Consider the following tips to prevent chargebacks.
- Do not complete a transaction if the authorization request was declined. Do not repeat the authorization request after receiving a decline.
- If you receive a “Call” message in response to an authorization request, call your authorization center.
- Make an imprint for all card-present transactions.
- Obtain cardholder signature.
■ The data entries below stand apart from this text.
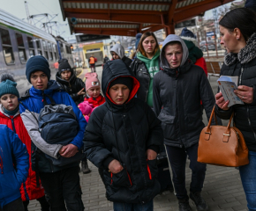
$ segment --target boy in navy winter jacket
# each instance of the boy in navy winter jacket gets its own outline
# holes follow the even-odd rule
[[[26,75],[32,88],[19,105],[20,115],[32,140],[32,169],[39,172],[41,184],[48,196],[51,210],[82,211],[79,184],[79,161],[65,165],[53,165],[46,155],[57,159],[59,156],[72,157],[83,146],[83,135],[87,121],[70,95],[59,84],[49,80],[50,69],[48,61],[41,55],[31,57],[26,65]],[[50,103],[50,96],[56,104],[72,106],[79,123],[78,134],[67,145],[49,144],[39,132],[39,113],[44,107],[43,101]],[[69,131],[66,131],[69,133]],[[36,168],[37,167],[37,168]]]
[[[26,146],[6,125],[0,125],[0,210],[24,210],[19,187],[28,167]]]

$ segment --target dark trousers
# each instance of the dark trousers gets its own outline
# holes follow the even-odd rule
[[[39,172],[50,210],[83,211],[79,182],[79,167],[71,167],[57,172]]]
[[[198,144],[184,149],[170,147],[166,145],[166,150],[173,174],[173,184],[177,200],[188,199],[185,189],[185,164],[186,157],[190,159],[190,169],[192,170],[192,181],[190,192],[200,192],[202,190],[207,165],[197,162]]]
[[[3,209],[0,207],[0,211],[24,211],[23,203],[21,198],[19,198],[9,204],[4,206]]]
[[[45,196],[41,197],[41,198],[36,199],[36,200],[39,201],[39,203],[41,205],[41,211],[49,211],[49,205],[47,202]],[[27,209],[28,205],[29,205],[29,200],[23,201],[23,206],[24,206],[25,211],[28,211],[28,209]]]

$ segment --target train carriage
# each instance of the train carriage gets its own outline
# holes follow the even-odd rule
[[[55,79],[57,69],[54,64],[59,59],[68,59],[73,67],[72,53],[67,47],[70,44],[64,40],[0,9],[0,75],[11,74],[21,96],[31,87],[25,74],[26,61],[34,55],[43,55],[49,61],[51,78]]]

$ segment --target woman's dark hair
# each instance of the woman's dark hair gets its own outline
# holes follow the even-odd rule
[[[143,43],[143,41],[144,41],[144,40],[145,40],[146,38],[150,37],[150,36],[154,37],[154,40],[155,40],[155,44],[156,44],[156,45],[155,45],[155,48],[154,48],[154,54],[158,51],[158,49],[159,49],[159,44],[158,44],[158,41],[157,41],[157,39],[156,39],[154,33],[151,33],[151,32],[147,32],[147,33],[143,33],[142,36],[141,36],[141,38],[140,38],[140,40],[139,40],[139,45],[138,45],[138,51],[139,51],[140,54],[146,56],[146,57],[147,57],[147,55],[146,55],[146,52],[145,52],[145,50],[144,50],[144,47],[143,47],[142,43]]]
[[[227,12],[219,24],[230,33],[234,32],[235,28],[238,28],[247,41],[256,32],[256,13],[247,8],[234,9]]]

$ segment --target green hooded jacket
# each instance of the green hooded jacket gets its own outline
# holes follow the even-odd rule
[[[184,39],[183,39],[183,40],[184,41],[189,51],[188,58],[192,62],[192,63],[195,63],[198,59],[203,57],[204,53],[201,49],[196,47],[192,41],[189,41]]]
[[[147,96],[147,103],[150,107],[153,107],[153,78],[154,75],[159,72],[159,55],[160,55],[160,50],[158,50],[152,59],[148,59],[147,57],[145,57],[143,55],[140,54],[140,52],[137,53],[137,58],[142,61],[150,76],[150,83],[149,83],[149,88]]]

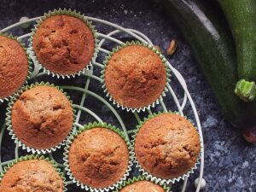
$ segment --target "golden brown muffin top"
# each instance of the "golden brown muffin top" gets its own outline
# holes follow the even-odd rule
[[[140,108],[160,97],[166,83],[166,72],[160,56],[149,48],[130,45],[111,56],[105,82],[115,101]]]
[[[47,69],[57,74],[73,74],[90,63],[95,38],[82,20],[55,15],[42,22],[32,46],[38,61]]]
[[[43,160],[15,164],[4,174],[0,192],[63,192],[63,181],[53,166]]]
[[[0,35],[0,99],[12,96],[25,83],[28,61],[19,42]]]
[[[96,127],[83,131],[68,154],[70,169],[82,183],[107,188],[122,178],[129,164],[125,140],[113,131]]]
[[[142,167],[166,179],[183,175],[196,163],[199,135],[193,125],[178,114],[165,113],[146,121],[135,140],[135,153]]]
[[[165,189],[149,181],[138,181],[125,186],[119,192],[165,192]]]
[[[73,127],[71,103],[57,88],[37,86],[26,90],[12,108],[16,137],[26,146],[46,149],[61,143]]]

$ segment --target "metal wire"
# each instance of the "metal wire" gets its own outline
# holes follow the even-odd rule
[[[10,30],[14,27],[19,26],[20,26],[22,24],[25,24],[25,23],[33,22],[33,21],[38,20],[39,19],[40,19],[39,17],[35,17],[35,18],[32,18],[32,19],[29,19],[26,21],[17,22],[17,23],[15,23],[14,25],[11,25],[11,26],[4,28],[4,29],[2,29],[0,32],[8,32],[9,30]],[[147,36],[145,36],[143,33],[142,33],[142,32],[140,32],[137,30],[125,29],[124,27],[121,27],[121,26],[118,26],[118,25],[111,23],[109,21],[100,20],[100,19],[97,19],[97,18],[87,17],[87,19],[89,20],[93,21],[93,22],[102,23],[102,24],[110,26],[114,28],[114,30],[113,32],[109,32],[108,34],[103,34],[103,33],[97,32],[99,38],[102,38],[100,43],[99,43],[99,51],[101,51],[102,53],[105,53],[105,54],[109,53],[109,50],[107,50],[107,49],[102,48],[102,46],[104,44],[104,43],[107,40],[111,41],[111,42],[114,42],[118,44],[124,44],[124,42],[122,42],[120,39],[117,39],[115,38],[113,38],[113,35],[117,35],[119,33],[126,33],[126,34],[131,35],[135,39],[139,40],[143,43],[148,43],[148,44],[153,44],[153,43],[150,41],[150,39]],[[30,37],[30,35],[31,35],[31,33],[26,33],[26,34],[24,34],[22,36],[20,36],[18,38],[19,39],[23,39],[23,38]],[[199,134],[200,134],[200,140],[201,140],[201,143],[202,144],[202,149],[201,149],[201,154],[199,183],[198,183],[198,186],[197,186],[196,190],[195,190],[196,192],[198,192],[200,190],[201,183],[201,179],[202,179],[202,176],[203,176],[203,168],[204,168],[204,146],[203,146],[203,136],[202,136],[202,131],[201,131],[201,122],[200,122],[200,119],[199,119],[199,116],[198,116],[197,110],[196,110],[196,108],[195,106],[195,103],[194,103],[194,102],[191,98],[191,96],[190,96],[188,89],[187,89],[187,84],[186,84],[186,82],[185,82],[184,79],[180,74],[180,73],[177,70],[176,70],[169,62],[167,62],[167,64],[168,64],[168,67],[170,67],[170,69],[172,70],[172,73],[174,74],[174,77],[177,78],[177,79],[178,80],[178,82],[180,83],[181,86],[183,89],[184,96],[183,96],[183,102],[182,102],[181,104],[179,103],[178,99],[177,99],[174,90],[172,90],[172,86],[169,84],[167,84],[167,89],[168,89],[168,90],[169,90],[169,92],[172,96],[172,98],[173,99],[173,101],[174,101],[180,114],[183,115],[183,110],[184,107],[188,104],[187,102],[189,101],[189,103],[190,104],[190,107],[193,110],[193,113],[194,113],[194,116],[195,116],[195,122],[196,122],[196,126],[197,126],[197,129],[198,129],[198,131],[199,131]],[[93,66],[96,67],[101,67],[102,68],[103,67],[103,64],[95,61],[95,62],[93,62]],[[31,75],[32,79],[46,74],[46,73],[39,73],[40,68],[41,68],[41,66],[34,66],[34,72]],[[81,97],[81,101],[80,101],[79,105],[73,104],[73,107],[75,107],[76,108],[79,109],[78,113],[77,113],[77,119],[76,119],[76,123],[75,123],[76,125],[78,125],[79,127],[83,126],[79,124],[79,119],[80,119],[80,115],[81,115],[82,111],[90,114],[97,121],[102,121],[97,114],[96,114],[94,112],[92,112],[91,110],[90,110],[87,108],[84,107],[84,105],[86,105],[86,104],[84,104],[86,96],[90,95],[90,96],[96,98],[100,102],[102,102],[104,105],[106,105],[111,110],[111,112],[113,113],[113,115],[119,120],[122,130],[124,131],[124,132],[126,135],[126,137],[129,139],[128,135],[131,134],[133,132],[133,131],[126,131],[125,125],[121,117],[117,113],[117,111],[113,108],[113,106],[108,103],[108,102],[107,102],[104,98],[101,97],[97,94],[89,90],[89,84],[90,84],[90,79],[96,79],[99,82],[102,82],[102,79],[99,77],[96,77],[96,76],[93,75],[93,67],[90,71],[86,72],[84,75],[84,77],[86,77],[86,80],[84,81],[84,88],[79,88],[79,87],[75,87],[75,86],[61,86],[61,88],[62,88],[62,89],[73,90],[79,91],[79,92],[83,93],[83,96]],[[164,111],[167,111],[167,108],[166,108],[163,100],[160,101],[160,104],[163,108]],[[147,110],[147,111],[148,111],[148,114],[152,114],[151,110]],[[137,112],[134,113],[134,116],[135,116],[136,119],[138,122],[141,121],[139,114]],[[2,159],[1,159],[1,146],[2,146],[2,142],[3,142],[3,133],[6,130],[5,128],[6,128],[6,125],[4,123],[3,126],[2,127],[1,133],[0,133],[0,165],[1,165],[0,166],[0,171],[3,171],[3,166],[7,165],[8,163],[9,163],[11,161],[11,160],[5,161],[5,162],[1,161],[2,160]],[[17,159],[19,157],[18,149],[19,149],[18,145],[16,145],[16,148],[15,148],[15,159]],[[54,159],[52,154],[49,154],[49,157],[50,157],[51,160],[55,160],[61,167],[63,166],[63,165],[58,163]],[[188,178],[186,177],[184,182],[183,182],[182,192],[185,191],[185,189],[186,189],[186,186],[187,186],[187,182],[188,182]],[[72,183],[72,182],[69,182],[68,183]]]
Make only one imprint of the card for each transaction.
- Ensure that transactions are entered into point-of-sale terminals only once and deposited only once.
- Ensure that incorrect sale receipts are voided and that transactions are processed only once.
- If your establishment has policies regarding merchandise returns, refunds, or service cancellation, disclose these policies to the cardholder at the time of the transaction.
- Deposit sales receipts with your merchant bank as quickly as possible, preferably within one to five days of the transaction date — do not hold on to them.
- Deposit credit receipts with your acquirer as quickly as possible, preferably the same day as the credit transaction is generated.
- If a customer requests cancellation of a recurring transaction which is billed periodically (monthly, quarterly, annually), always respond to the request and cancel the transaction immediately or as specified by the customer.
- Keep customers informed on the status of their transactions.
- If the merchandise or service to be provided to the cardholder will be delayed, advise the cardholder in writing of the delay and the new expected delivery or service date.
- If the merchandise ordered by the cardholder is out of stock and delivery will be delayed, or the item is no longer available, advise the cardholder in writing and offer the cardholder the option of purchasing a similar item or canceling the transaction.
- Ship merchandise before depositing transaction.